Open questions / next experiments
- Genuine multi-level GLOM. Stack two or three levels with their own embeddings and add explicit bottom-up / top-down nets; check whether the upper level encodes part-of-object information not already present in the bottom-level islands.
- Learned attention. Add small Q/K/V projections (one matrix each) and measure whether the T=2 → T=0 gap widens. Hypothesis: with parameter-free attention the only signal is embedding-similarity, so once the encoder has separated classes, attention only fine-tunes; learned projections could let the network pick a non-trivial relational metric.

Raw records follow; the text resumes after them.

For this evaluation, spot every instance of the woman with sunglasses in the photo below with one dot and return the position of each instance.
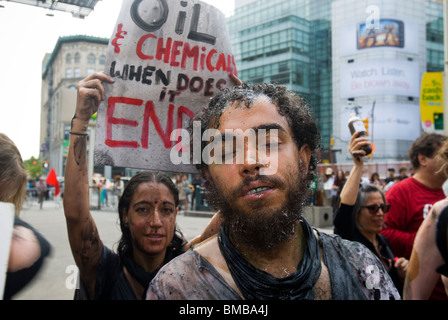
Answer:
(360, 215)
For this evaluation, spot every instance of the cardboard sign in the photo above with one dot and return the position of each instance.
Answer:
(168, 58)
(6, 226)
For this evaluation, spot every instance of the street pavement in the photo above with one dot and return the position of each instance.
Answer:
(56, 281)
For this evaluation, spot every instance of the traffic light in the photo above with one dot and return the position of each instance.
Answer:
(366, 124)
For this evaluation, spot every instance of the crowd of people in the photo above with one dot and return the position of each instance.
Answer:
(389, 244)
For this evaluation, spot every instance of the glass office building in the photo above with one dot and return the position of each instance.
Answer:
(323, 50)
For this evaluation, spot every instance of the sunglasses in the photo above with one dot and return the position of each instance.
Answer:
(374, 208)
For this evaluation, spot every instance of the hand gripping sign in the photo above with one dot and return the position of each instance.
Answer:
(168, 58)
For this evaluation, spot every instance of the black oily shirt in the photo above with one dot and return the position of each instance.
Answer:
(345, 226)
(111, 282)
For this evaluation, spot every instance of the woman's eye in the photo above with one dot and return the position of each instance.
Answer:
(141, 209)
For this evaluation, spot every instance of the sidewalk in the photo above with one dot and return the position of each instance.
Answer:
(56, 279)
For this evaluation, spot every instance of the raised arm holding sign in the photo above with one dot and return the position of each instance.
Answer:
(168, 58)
(161, 68)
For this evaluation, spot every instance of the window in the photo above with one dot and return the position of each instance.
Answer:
(91, 59)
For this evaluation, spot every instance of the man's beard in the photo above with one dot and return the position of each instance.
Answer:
(262, 228)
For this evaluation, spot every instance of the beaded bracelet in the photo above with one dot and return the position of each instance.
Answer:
(79, 134)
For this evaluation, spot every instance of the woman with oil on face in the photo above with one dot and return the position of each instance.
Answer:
(147, 215)
(360, 215)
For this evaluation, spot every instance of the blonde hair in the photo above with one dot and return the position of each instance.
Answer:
(13, 175)
(442, 154)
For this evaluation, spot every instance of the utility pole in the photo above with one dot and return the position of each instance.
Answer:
(445, 73)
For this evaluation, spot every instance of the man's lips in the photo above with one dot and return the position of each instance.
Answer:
(256, 188)
(154, 236)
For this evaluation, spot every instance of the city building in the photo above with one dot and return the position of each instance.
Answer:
(73, 58)
(345, 56)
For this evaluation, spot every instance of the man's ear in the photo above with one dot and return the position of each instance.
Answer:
(305, 154)
(206, 172)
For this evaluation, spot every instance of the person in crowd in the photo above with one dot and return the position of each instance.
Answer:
(147, 216)
(28, 249)
(360, 216)
(328, 182)
(338, 184)
(403, 172)
(264, 248)
(41, 187)
(391, 175)
(197, 184)
(412, 198)
(184, 191)
(429, 257)
(376, 181)
(118, 187)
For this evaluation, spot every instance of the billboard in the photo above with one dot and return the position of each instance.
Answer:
(389, 34)
(431, 102)
(397, 34)
(379, 77)
(391, 121)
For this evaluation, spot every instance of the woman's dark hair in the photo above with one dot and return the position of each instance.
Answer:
(289, 105)
(125, 243)
(363, 194)
(427, 144)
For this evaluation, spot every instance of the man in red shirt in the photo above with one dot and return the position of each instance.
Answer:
(412, 198)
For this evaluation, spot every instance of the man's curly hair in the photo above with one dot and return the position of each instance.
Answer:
(290, 105)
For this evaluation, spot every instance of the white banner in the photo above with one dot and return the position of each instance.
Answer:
(390, 121)
(168, 58)
(380, 77)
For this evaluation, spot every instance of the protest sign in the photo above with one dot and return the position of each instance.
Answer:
(168, 58)
(6, 226)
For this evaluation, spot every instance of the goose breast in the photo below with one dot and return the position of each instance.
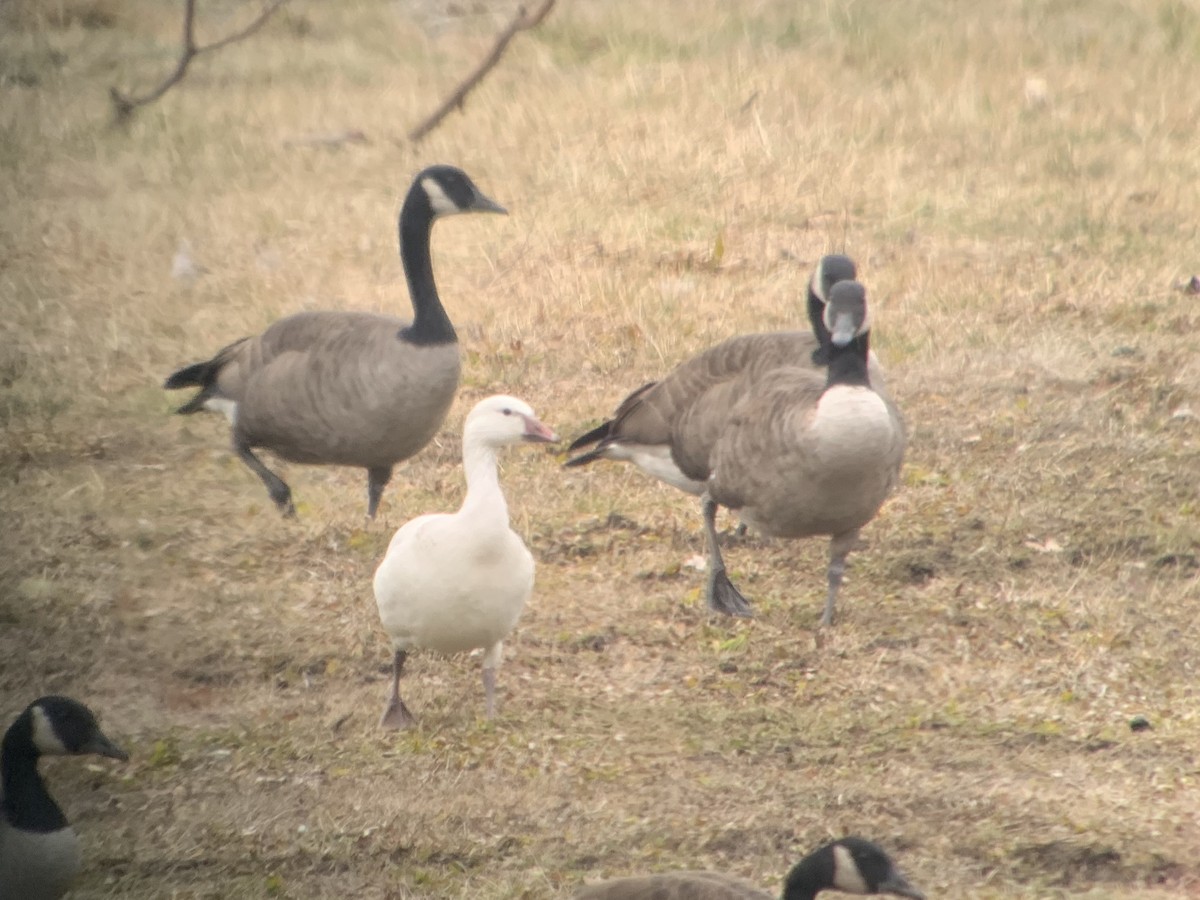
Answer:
(462, 588)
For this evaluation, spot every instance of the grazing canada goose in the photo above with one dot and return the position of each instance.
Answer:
(39, 850)
(701, 390)
(802, 455)
(851, 864)
(455, 582)
(347, 388)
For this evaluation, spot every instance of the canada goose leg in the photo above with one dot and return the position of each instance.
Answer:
(395, 714)
(721, 597)
(276, 487)
(377, 479)
(491, 664)
(839, 549)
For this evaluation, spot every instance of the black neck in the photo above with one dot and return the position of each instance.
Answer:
(847, 365)
(431, 325)
(816, 318)
(809, 877)
(27, 804)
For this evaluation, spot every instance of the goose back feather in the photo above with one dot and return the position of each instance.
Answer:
(669, 427)
(347, 388)
(801, 455)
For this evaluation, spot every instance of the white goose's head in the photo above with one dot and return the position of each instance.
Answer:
(502, 420)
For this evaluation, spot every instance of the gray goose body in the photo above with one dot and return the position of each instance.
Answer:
(347, 388)
(40, 851)
(348, 400)
(851, 864)
(667, 427)
(803, 454)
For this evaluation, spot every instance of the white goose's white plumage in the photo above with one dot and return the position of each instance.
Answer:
(457, 581)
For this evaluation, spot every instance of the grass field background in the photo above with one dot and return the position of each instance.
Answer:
(1019, 183)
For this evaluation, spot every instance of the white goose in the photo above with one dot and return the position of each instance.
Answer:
(457, 581)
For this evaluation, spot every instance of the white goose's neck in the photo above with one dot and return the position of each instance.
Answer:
(485, 501)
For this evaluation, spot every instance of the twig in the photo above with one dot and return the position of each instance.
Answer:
(521, 22)
(125, 105)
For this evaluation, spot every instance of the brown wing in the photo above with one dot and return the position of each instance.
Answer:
(687, 408)
(767, 463)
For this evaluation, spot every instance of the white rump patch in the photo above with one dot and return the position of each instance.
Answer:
(441, 204)
(654, 460)
(845, 873)
(45, 738)
(225, 406)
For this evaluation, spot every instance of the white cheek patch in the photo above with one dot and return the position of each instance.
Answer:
(439, 203)
(845, 873)
(45, 738)
(223, 405)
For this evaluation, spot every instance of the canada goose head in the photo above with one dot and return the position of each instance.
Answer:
(846, 316)
(60, 726)
(502, 420)
(447, 191)
(831, 269)
(853, 865)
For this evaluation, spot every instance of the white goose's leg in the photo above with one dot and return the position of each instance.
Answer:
(839, 549)
(721, 597)
(491, 664)
(395, 714)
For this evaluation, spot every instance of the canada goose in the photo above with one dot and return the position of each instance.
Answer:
(701, 390)
(347, 388)
(455, 582)
(39, 850)
(802, 454)
(851, 864)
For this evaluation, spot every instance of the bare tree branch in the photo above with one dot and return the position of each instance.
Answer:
(124, 105)
(521, 22)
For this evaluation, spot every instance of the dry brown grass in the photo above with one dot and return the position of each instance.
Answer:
(1019, 183)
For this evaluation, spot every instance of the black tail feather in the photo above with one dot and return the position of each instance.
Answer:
(196, 403)
(196, 376)
(597, 435)
(585, 459)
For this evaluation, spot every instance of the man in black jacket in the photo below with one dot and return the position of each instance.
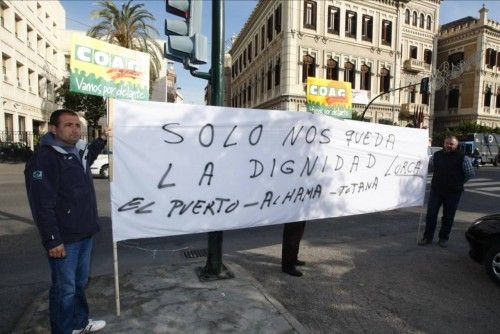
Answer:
(451, 170)
(63, 204)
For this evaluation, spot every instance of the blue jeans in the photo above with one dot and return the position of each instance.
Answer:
(449, 201)
(67, 302)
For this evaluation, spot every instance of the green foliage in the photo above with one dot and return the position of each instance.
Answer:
(92, 106)
(129, 27)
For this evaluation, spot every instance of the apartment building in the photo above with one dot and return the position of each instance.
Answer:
(469, 48)
(32, 66)
(376, 45)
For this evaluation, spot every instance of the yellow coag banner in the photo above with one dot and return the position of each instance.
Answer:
(329, 97)
(103, 69)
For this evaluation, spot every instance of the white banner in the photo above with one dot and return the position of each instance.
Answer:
(180, 169)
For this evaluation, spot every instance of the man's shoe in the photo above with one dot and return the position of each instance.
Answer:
(92, 326)
(443, 243)
(424, 242)
(292, 272)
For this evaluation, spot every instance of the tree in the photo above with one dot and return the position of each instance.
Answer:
(92, 106)
(129, 27)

- Adversarial ambiguity. At what ambiguity level does T=0 collapse to chance while T=2 stays well above chance? My current setup keeps positions clean, so T=0 is hard to break — adding positional jitter to the rendering would put pressure on relational reasoning specifically.
- Energy / DMC. This stub is correctness-only at v1. The whole-network forward + Adam step has lots of attention-quadratic ops; switching the attention to a sparse sliding-window variant would be a natural energy-efficiency target for a follow-up.
- Compositional generalisation. Train on 4 of the 5 classes, test zero-shot on a held-out class whose layout is a recombination of seen parts. The paper’s eGLOM is designed for exactly this regime.